Hasegawa's gaze drifted from Takuda and Yoshida to Kimura. He strode to the detective and poked him in the sternum with his thick forefinger. “You didn't take care of my staff.” His eyes were red-­rimmed and puffy. “She says you knew. You knew he was unstable.”

Kimura said, “Sorry, but I can't comment on this ongoing investigation.”

Hasegawa leaned into Kimura, his face even darker.

Yoshida groaned. Takuda handed her his staff.

Hasegawa had Kimura by the collar by the time Takuda reached them. Hasegawa grunted and strained as Takuda gently forced himself between them, inexorably wedging them apart. “Security guard . . . you . . . oof . . . let me . . .”

It was just a matter of keeping himself between them. He bowed as Hasegawa threw punches past his ribs, murmuring apologies in the politest language he knew, ridiculously polite, period-­drama polite, so polite he had never used some of the phrases himself.

Hospital security came just as it was winding down. Takuda bowed and explained that they would all leave soon, and that there was a simple disagreement on protocol. Prefecture business and all. Takuda didn't even have to look to know that Kimura flashed the detective's notebook at that point.

This set the stage for the head of hospital security to step forward and lambaste them all, leaving Takuda to use his most polite Japanese twice in the same day. This was the detective's cue to slip out the door, and it should have been the section chief's time to go as well, but he stood and made his bows beside Takuda, handing over his card and explaining that he was protecting a patient from badgering by police.

“That's the doctors' decision,” said the head of security. “It's a hospital, not a bar. You don't go having this sort of dust-­up in the lobby.”

No one pointed out that the shouting by the head of security was louder and longer than the original scuffle.

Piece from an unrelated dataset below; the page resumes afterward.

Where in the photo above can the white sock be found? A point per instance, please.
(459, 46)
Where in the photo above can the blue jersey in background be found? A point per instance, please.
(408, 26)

When it was all over, Hasegawa thanked Takuda. “It's been twenty years since I got that angry. Thanks for taking care of me there. I would have broken his ass off.”

Takuda bowed. Hasegawa bowed in return. “I'll put in a good word with Ota for you,” Hasegawa said.

Yoshida drifted up to him and handed him the staff. “I hid this under the couch while you were scuffling,” she said. “The section chief owes you a favor, but Detective Kimura owes you his life. You kept him from getting his ass broken off today.”

Takuda snorted.

“I'm serious,” she said. “Now he'll feel obliged to tell you whatever he knows about Thomas.”

“I need to talk to Thomas. That's what I really need.”

She said, “Before you go, see if Kimura can tell you something that will unlock Thomas's head.”

Takuda frowned. He wasn't at all sure he wanted to unlock the foreigner's head. After the encounter in the foreigner's house, he was a little afraid of what he might find.